Pozzolan in conformance to not less than most recent ASTM C-618 (a/k/a American Society for Testing and Materials, “Standard Specification for Coal Fly Ash and Raw or Calcined Natural Pozzolan for Use as a Mineral Admixture in Concrete”).
Chemicals in conformance to not less than most recent ASTM C-494M (a/k/a American Society for Testing and Materials, ”Standard Specification for Chemical Admixtures for Concrete”).

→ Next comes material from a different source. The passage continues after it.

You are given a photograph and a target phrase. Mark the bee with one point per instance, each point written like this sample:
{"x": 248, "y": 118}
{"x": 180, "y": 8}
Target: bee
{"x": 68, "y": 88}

Again, mix amendment -each and all of which - must be made only by mutual agreement of the general residential contractor and mixmaster or dispatcher.
Comment: This home designer is warming to fiber amendment over most others for host material stability.
Compressive strength shall be rated generally not less than 3500 pounds per square inch 28-day compressive strength if placed from a batch mix; specifically not less than 4000 pounds per square inch in a garage slab-on-grade and driveway; and not less than 5000 pounds per square inch if from premixed bags.
Air entrainment shall be at 3%-6% for footings, at 5%-8% for walls 6%-7% and for slab-on-grade in severe exposure (w/ aggregates 3/4 linear inch- 1 linear inch), at 4%-6% for slab-on-grade in moderate exposure. Air entrainment shall be applied where slabs-on-grade, walls, footings are subject to freezing. Air entrainment shall conform to not less than most recent ASTM C-260 (a/k/a American Society for Testing and Materials, “Standard Specification for Air-Entraining Admixtures for Concrete”).